Special Exhibitions and Events and Learning Family Activities   Throughout the summer months, Arbeia holds a number of events for all ages which might include living history re-enactments to musical and theatrical performances.   Craft activities for children are also arranged throughout the school holidays.   For further information please contact the Museum on (0191) 456 1369 or look at the website on www.arbeiaromanfort.org.uk       
Guided Tours for Groups   You can specifically pre-book a guided tour around the site for which there will be a charge. Three weeks notice should be given.  Occasionally free guided tours are provided. Please ring the Museum for more details.   
Accessible Toilets / Baby Changing areas   The male toilets are on the end of the museum building nearest to the reconstruction of the West Gate. The female toilets are at the other end, nearest to the shop and TimeQuest. The accessible toilet is also at this end. There is no baby changing facility on site.   
Shops and Cafés   The shop sells a wide range of souvenirs and is located between the Museum and TimeQuest buildings. At its entrance it has twin glass doors but there is a step up into it. If you require assistance please ask a member of staff. The shop also has a hot drinks machine and sells cold drinks and snacks.    
Pre-visit Information   Currently the site is undergoing some refurbishment, therefore the existing pre-visit pack information is out of date. When the programme has been completed the information will be revised.   If, in the meantime, you would like to find out more, or request that any of the venue’s guides or leaflets be in another format (eg. Braille, large print, audio) please contact the Museum on (0191) 456 1369      
Wheelchair Hire   A wheelchair is available from the Museum. Please ask at the Reception desk. There is no charge for this service.         
Fire Alarms   There are fire alarm sounders in the museum, shop, TimeQuest and reconstructed buildings which with the exception of the Museum are supported by visual flashing lights.   If you are likely to be unable to hear the alarms or will need assistance to exit the buildings in the event of a fire please tell a member of staff on your arrival.     

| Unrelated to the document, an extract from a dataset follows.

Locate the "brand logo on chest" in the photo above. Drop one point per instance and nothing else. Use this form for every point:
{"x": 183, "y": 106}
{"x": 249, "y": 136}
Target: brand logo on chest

Staff Training   All Museum staff attend a programme of core training which includes customer care, diversity and disability awareness to ensure that all our visitors enjoy the time they spend in our venues.   If there is anything that we can do to make your visit more enjoyable please contact us, we will be happy to assist you.   As the site is closed to the public during the winter months ie: October 2011 – March 2012(incl) and you wish to make an enquiry or arrange a pre-booked guided tour please follow the contact details for South Shields Museum & Art Gallery.              Access Statement   Although we make every attempt to make the venue as safe and as accessible as possible, the nature of the site makes it difficult to achieve.   Arbeia is essentially a historic and working archaeological site therefore surfaces along paths and advised routes will never be flat and even.  Within the fort perimeter there are large areas of grass but because of it being an archaeological site there will always be pits, troughs, and string courses of low lying walls to navigate around.   The modern-day rebuilding of some of the buildings which once stood on site were built to provide visitors with an impression of what these buildings might have looked like in Roman times . Unfortunately, some of them, just like then, are not accessible.    The site, first built in about AD160, is protected by law. Due to its association with Hadrian’s Wall, the site has been recognised as being part of the World Heritage Site. Permission or schedule monument consent is always required from English Heritage if changes are to be made to the appearance of the site or if changes are likely to impact on or destroy the archaeological remains.  This sometimes can have a negative impact on making the site accessible.